La droite veut chasser la gauche du pouvoir
La droite a saisi l'occasion qui se présentait à elle pour se débarrasser enfin de la présidente de gauche, juge El Periódico de Catalunya :
«Le motif invoqué pour la destitution, un vague maquillage du budget de l’Etat, est une bagatelle en comparaison des graves accusations qui pèsent contre une majorité des députés et des sénateurs brésiliens, notamment contre le procureur qui mène l'enquête contre Rousseff, l’ancien président du congrès Eduardo Cunha. Il s'agit donc d'une procédure purement politique, visant à évincer une présidente et à mettre fin à 13 années de pouvoir de la gauche, du Partido dos Trabalhadores. La destitution n’améliorera en rien les dysfonctionnements qui avaient contribué à affaiblir Rousseff – crise économique, faible compétitivité, hausse du chômage et inflation. … La destitution de Rousseff assène au Brésil, déjà en recul économique, un cuisant revers politique et démocratique.»
Une chance historique galvaudée
La destitution de Dilma Rousseff marque la fin du rêve d’une amélioration politique au Brésil, écrit André Veríssimo dans Jornal de Negócios :
«Le Parti des travailleurs (PT) a eu la chance historique, mais aussi la responsabilité, de mener une politique différente et meilleure. Mais il s’est laissé éblouir. … Il a toléré que des membres de son propre camp abusent du pouvoir qu’ils détenaient. La chute de l’ex-président Lula da Silva et de Dilma est aussi la fin d’un rêve et d’un mythe. … Roussef laisse un pays profondément en crise, qui connaît une nouvelle fois la récession (l’économie se rétracte depuis un an et demi), l’hyperinflation, une flambée de violence et une instabilité politique chronique. … Alors qu’une page se tourne, espérons que l’ère qui lui succèdera sera plus prometteuse. Mais cela ne sera possible que si le Brésil réussit à 'désinfecter' sa classe politique.»

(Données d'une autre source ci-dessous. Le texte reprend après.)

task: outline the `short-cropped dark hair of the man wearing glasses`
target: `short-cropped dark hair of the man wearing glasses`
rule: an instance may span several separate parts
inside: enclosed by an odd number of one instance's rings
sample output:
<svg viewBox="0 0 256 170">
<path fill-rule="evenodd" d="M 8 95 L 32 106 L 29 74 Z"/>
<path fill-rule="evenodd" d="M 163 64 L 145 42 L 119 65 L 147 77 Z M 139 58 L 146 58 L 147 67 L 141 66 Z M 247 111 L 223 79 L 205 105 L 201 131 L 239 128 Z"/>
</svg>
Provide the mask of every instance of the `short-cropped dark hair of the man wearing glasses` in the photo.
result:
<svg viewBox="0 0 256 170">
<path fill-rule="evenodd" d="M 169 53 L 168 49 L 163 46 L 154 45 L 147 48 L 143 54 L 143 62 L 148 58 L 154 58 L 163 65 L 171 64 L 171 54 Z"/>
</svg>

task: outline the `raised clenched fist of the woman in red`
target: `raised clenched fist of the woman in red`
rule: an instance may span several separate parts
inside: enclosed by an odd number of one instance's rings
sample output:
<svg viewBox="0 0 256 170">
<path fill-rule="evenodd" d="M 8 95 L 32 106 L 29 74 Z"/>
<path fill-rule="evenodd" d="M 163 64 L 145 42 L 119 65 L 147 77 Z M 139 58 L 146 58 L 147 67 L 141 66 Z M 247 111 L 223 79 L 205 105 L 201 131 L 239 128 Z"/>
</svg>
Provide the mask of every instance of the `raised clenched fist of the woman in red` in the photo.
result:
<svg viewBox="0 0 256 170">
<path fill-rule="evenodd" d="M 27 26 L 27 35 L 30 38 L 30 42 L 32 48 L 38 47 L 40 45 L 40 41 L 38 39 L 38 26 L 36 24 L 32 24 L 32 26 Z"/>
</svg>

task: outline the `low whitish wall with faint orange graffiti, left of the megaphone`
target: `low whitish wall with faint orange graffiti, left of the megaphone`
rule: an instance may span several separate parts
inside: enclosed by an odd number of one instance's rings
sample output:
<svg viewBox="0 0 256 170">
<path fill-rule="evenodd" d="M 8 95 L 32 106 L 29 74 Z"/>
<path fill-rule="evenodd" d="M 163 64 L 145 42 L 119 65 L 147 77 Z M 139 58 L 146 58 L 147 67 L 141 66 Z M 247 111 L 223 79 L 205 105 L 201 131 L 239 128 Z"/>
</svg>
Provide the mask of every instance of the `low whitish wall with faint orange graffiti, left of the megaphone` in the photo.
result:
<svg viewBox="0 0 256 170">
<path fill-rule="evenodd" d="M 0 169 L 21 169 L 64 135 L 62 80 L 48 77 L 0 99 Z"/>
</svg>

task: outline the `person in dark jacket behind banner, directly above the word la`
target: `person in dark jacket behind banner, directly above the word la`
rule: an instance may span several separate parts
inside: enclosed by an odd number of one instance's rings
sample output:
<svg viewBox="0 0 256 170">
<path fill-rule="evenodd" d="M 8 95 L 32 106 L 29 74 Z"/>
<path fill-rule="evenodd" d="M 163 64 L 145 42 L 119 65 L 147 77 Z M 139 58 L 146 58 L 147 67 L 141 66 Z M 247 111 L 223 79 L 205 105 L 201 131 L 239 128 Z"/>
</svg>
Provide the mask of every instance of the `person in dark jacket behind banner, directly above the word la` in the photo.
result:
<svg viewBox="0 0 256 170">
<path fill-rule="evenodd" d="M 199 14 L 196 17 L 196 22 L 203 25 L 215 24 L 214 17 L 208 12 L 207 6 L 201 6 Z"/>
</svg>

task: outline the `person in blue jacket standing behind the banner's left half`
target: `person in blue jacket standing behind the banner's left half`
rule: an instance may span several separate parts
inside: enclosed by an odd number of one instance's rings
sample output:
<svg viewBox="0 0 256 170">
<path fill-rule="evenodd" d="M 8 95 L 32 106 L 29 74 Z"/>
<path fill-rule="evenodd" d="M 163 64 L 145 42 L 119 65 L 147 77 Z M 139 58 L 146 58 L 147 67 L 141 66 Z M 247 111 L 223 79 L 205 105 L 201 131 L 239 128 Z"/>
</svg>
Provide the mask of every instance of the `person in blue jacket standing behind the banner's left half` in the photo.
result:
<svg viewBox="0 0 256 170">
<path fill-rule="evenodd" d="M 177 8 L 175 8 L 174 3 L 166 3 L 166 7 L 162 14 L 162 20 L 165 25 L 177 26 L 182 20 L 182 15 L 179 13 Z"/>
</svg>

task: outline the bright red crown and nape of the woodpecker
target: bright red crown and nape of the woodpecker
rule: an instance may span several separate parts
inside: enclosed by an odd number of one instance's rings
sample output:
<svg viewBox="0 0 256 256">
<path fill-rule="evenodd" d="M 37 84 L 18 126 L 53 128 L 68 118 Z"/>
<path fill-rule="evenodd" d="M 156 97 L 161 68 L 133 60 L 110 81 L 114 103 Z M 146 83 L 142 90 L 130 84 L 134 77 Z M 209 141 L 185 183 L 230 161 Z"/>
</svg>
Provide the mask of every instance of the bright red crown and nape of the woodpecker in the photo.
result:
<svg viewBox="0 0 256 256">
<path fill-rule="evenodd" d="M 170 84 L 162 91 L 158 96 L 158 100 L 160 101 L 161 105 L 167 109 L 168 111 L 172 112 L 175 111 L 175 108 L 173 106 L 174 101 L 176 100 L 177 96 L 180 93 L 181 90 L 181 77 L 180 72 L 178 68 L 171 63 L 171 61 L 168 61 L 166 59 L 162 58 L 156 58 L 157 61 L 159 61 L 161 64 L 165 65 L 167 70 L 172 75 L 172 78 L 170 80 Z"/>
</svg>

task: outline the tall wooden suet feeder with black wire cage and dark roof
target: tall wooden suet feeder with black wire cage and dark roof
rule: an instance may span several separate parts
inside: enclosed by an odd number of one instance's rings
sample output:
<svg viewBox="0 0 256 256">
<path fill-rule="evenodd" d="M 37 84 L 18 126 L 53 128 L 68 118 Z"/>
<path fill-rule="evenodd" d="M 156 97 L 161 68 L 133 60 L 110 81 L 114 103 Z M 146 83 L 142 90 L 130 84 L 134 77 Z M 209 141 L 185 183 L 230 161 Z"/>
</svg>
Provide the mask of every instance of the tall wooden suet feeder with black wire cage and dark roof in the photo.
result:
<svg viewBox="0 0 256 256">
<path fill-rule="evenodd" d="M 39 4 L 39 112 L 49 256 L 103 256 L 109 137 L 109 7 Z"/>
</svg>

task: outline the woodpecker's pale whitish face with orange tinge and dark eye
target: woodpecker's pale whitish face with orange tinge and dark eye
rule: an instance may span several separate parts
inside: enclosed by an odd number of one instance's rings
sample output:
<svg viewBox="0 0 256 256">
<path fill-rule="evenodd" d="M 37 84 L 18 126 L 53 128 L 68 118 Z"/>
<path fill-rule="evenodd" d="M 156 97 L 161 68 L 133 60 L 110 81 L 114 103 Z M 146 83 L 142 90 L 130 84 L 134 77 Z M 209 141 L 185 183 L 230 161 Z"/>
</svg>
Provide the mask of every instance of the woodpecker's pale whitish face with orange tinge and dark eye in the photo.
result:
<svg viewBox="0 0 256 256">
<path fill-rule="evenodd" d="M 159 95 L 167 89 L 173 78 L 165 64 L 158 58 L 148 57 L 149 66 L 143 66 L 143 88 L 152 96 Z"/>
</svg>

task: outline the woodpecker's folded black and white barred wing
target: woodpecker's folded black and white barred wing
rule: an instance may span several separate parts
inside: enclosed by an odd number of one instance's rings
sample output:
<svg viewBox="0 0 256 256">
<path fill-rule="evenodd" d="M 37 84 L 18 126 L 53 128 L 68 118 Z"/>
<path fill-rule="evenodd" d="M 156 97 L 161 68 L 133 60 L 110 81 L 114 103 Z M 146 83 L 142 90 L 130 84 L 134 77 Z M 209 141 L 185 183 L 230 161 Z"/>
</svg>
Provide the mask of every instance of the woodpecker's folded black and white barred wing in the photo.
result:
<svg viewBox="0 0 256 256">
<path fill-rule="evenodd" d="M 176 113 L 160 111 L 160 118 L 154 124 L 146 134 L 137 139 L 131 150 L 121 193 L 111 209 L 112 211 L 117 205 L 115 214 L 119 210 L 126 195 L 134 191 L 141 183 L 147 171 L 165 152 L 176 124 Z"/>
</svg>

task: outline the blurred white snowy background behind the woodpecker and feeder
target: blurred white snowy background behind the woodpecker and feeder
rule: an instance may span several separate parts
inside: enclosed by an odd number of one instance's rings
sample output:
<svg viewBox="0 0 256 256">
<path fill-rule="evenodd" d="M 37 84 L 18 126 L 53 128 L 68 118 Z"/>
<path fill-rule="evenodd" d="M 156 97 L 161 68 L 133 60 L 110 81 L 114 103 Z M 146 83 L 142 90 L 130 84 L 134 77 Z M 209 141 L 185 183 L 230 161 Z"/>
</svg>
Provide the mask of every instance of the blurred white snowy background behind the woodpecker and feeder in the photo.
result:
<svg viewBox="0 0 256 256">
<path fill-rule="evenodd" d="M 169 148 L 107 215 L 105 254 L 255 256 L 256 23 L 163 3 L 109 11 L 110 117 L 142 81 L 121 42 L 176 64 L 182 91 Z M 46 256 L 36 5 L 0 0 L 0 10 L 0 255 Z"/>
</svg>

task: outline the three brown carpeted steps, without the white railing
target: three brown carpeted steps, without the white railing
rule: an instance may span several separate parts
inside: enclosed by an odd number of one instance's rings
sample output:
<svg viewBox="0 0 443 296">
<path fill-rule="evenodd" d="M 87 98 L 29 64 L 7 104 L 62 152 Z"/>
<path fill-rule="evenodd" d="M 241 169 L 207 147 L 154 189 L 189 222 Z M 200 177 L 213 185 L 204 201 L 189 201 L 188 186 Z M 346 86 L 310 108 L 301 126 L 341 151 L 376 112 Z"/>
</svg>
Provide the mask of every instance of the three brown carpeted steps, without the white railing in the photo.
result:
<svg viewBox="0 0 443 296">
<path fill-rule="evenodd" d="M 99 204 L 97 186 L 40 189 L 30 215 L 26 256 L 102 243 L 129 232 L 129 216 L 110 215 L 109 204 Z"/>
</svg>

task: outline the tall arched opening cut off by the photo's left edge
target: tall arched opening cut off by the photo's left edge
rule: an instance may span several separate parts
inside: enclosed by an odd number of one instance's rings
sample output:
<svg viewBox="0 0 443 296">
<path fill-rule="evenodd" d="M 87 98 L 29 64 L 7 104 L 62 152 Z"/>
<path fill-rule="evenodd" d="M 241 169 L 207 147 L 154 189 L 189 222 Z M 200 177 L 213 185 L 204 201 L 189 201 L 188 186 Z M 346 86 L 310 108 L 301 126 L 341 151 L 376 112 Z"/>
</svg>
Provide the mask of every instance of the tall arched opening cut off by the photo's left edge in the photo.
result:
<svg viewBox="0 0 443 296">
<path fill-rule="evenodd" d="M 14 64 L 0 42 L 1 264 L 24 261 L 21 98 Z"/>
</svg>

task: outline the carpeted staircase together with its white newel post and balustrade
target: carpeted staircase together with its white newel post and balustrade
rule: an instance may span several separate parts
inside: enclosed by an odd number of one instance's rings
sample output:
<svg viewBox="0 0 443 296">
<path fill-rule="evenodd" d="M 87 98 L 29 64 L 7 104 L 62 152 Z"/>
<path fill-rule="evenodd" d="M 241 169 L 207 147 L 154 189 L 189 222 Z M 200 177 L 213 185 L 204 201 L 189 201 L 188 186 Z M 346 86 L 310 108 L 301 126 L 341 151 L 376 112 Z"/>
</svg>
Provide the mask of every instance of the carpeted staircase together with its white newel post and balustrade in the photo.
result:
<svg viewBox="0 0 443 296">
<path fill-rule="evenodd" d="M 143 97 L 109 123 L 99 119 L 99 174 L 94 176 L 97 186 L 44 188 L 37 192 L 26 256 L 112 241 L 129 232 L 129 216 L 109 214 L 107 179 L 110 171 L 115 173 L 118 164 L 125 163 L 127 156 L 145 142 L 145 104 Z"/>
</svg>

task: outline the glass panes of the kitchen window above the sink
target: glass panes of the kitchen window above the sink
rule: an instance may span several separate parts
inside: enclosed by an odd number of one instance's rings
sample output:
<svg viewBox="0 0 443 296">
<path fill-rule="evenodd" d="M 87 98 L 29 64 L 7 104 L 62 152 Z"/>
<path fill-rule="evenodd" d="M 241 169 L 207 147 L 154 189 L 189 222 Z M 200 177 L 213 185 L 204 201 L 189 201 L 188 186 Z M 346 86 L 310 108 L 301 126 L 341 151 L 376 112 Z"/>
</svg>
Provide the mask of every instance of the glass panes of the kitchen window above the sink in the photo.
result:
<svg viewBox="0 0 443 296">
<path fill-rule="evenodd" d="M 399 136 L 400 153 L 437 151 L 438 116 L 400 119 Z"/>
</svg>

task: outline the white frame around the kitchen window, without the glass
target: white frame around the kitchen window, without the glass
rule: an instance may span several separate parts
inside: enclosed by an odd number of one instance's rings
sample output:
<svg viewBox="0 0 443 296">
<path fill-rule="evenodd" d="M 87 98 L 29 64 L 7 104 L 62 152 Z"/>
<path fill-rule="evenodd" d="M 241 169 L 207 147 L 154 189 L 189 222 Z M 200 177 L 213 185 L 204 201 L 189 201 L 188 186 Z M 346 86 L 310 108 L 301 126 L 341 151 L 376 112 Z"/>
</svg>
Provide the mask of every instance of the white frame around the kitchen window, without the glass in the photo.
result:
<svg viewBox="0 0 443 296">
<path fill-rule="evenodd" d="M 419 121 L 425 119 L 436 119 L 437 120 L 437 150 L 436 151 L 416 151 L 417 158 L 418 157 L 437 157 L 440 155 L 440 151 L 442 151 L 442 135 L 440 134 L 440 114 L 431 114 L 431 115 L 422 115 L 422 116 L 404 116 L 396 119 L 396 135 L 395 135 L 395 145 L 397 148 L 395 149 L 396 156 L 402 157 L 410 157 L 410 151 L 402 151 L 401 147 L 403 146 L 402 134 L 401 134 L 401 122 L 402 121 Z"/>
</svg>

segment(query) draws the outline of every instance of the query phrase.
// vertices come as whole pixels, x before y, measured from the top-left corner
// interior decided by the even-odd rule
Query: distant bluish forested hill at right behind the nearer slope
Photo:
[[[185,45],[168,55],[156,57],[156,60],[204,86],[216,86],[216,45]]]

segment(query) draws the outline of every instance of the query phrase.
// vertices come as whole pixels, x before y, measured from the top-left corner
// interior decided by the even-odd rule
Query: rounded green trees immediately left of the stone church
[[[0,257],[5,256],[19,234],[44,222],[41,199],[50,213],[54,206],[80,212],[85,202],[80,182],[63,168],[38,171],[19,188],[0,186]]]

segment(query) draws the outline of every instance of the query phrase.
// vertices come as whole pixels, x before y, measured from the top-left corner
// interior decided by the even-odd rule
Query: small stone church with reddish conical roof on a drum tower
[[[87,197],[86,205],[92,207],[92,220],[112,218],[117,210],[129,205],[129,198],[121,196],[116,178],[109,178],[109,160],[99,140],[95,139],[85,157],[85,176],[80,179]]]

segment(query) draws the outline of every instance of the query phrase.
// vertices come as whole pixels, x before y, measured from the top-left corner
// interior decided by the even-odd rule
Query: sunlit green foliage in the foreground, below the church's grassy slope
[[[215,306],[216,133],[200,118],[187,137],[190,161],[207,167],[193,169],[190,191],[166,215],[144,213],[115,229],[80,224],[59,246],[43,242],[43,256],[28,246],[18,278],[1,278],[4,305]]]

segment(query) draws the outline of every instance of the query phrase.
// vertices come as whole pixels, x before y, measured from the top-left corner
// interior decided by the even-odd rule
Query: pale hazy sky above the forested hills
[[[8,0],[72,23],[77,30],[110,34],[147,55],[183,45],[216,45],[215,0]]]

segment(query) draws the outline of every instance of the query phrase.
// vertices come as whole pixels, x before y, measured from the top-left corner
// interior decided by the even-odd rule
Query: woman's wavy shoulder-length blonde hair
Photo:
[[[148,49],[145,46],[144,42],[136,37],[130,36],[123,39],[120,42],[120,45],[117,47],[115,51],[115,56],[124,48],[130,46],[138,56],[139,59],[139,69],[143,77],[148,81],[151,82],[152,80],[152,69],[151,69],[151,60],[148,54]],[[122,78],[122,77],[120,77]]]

Rousseff a permis l'ascension de ses adversaires
Si Dilma Rousseff doit aujourd’hui céder la place à Michel Temer, elle ne peut s’en prendre qu’à elle-même, écrit tagesschau.de :
«Rousseff simplifie bien trop les choses en montrant du doigt le nouveau dirigeant et en répétant à l’envi 'coup d’Etat'. Car le changement de pouvoir n’est pas seulement l’expression de la soif de pouvoir de Temer et compagnie, mais aussi la conséquence de son propre échec politique. Rousseff s’était isolée dans le palais d’Alvorada, le siège du pouvoir. Elle n’a pas associé ses alliés et ses partenaires à ses décisions ; elle n’était pas à leur écoute, parfois pendant des mois. Ce n’est donc pas seulement sa politique, mais surtout son style de gouvernance qui a permis l’ascension de ses adversaires. … S’il a été possible de la détrôner, c’est aussi parce que les électeurs ne voulaient plus la voir à la présidence. Mais ceci est tout aussi valable pour Temer. Un président impopulaire succède donc à une présidente impopulaire.»